Check out the book "The Infertility Cure" by Randine Lewis; she has a lot of great suggestions in her book, examples of charts, self massage and acupressure, nutrition tips, etc..

Good Luck, and hope this helps!
Jen
We use couple to couple league sympto-thermal. I like it well enough but I feel like if I ever needed to switch to a mucus-only method that I would still feel confident in being able to determine peak. My peaks and dry-ups are pretty clear, even though I sometimes have really long cycles. We've never used any other method though.
Creighton Model is what I have been using since I got engaged to my hubby (April 2007). This model was a godsend because through my charting our practitioner thought I might have a progesterone defficiency. I had bloodwork done and it was sent to Omaha, NE where the Pope Paul VI Institute and Dr. Thomas Hilgers is. I found out I needed to be on HCG (Human Chorionic Gonadatropin) after ovulation or "post peak". I was on the HCG for 4 cycles after we got married and conceived in May of 2008.

When I first got pregant, the ultrasound showed some quite large fibroids. I never knew I had them at all. Apparently these are hereditary and grow with lots of estrogen in the body. These didn't cause any complications but I'm sure that's why I was eventually put on progesterone.

During the pregancy, I had my progesterone levels tested every other week seeing how when you have low progesterone before getting pregnant, that usually carries on into pregnancy. I found out that I'd have to be on progesterone injections 2 times a week due to low levels.
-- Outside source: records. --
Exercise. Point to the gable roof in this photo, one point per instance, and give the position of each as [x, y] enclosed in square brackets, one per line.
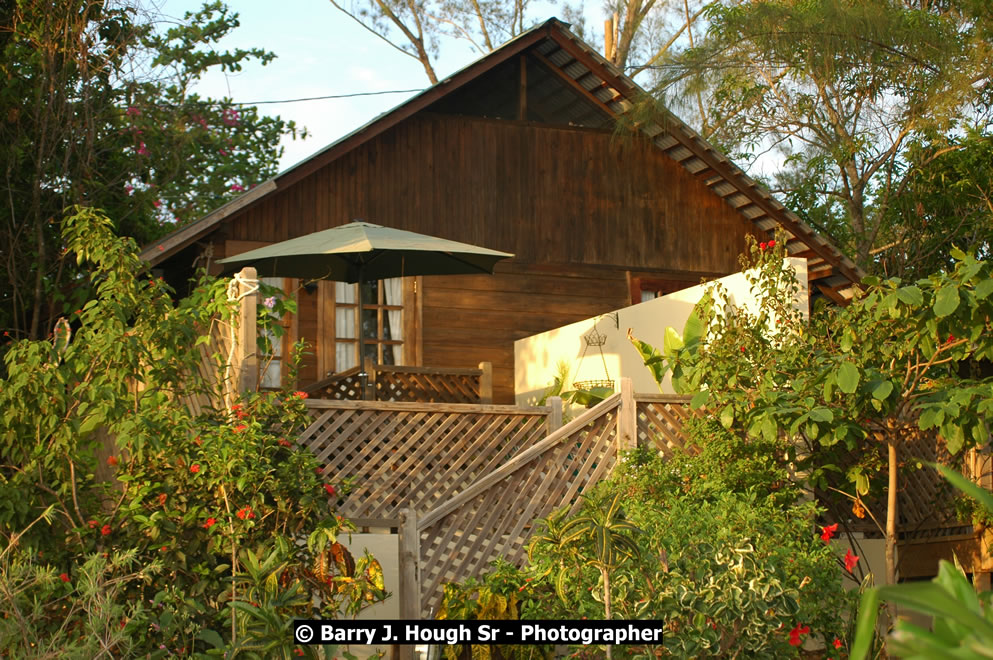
[599, 89]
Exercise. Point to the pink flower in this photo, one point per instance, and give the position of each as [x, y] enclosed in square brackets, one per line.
[850, 560]
[795, 634]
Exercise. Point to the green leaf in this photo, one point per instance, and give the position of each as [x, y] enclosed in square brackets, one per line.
[848, 377]
[984, 289]
[727, 417]
[911, 295]
[822, 414]
[946, 302]
[882, 389]
[671, 343]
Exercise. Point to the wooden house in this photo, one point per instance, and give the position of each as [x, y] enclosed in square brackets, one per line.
[521, 152]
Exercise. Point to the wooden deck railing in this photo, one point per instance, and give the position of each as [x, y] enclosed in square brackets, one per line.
[410, 384]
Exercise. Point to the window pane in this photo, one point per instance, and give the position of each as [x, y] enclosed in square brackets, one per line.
[344, 356]
[344, 292]
[271, 376]
[344, 322]
[370, 322]
[370, 293]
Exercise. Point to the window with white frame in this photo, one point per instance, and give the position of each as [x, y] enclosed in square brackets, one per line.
[376, 309]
Low progesterone causes miscarriages. My husband was a really good shot giver and I had them all the way to week 37 seeing how that's when a baby is full term. My OBGYN was very good about allowing me to take the progesterone and she said that I'd probably be on it whenever I get pregnant again.

I will say that it's not easy charting at times with a 4 month old as I'm feeding him when I have to go potty, but I try to make every attempt at recording my observations so that we have no unexpected surprises. You have to be focused on whatever model you use because then you can reap the benefits of the communication with your spouse to decide if you'd like to achieve or not.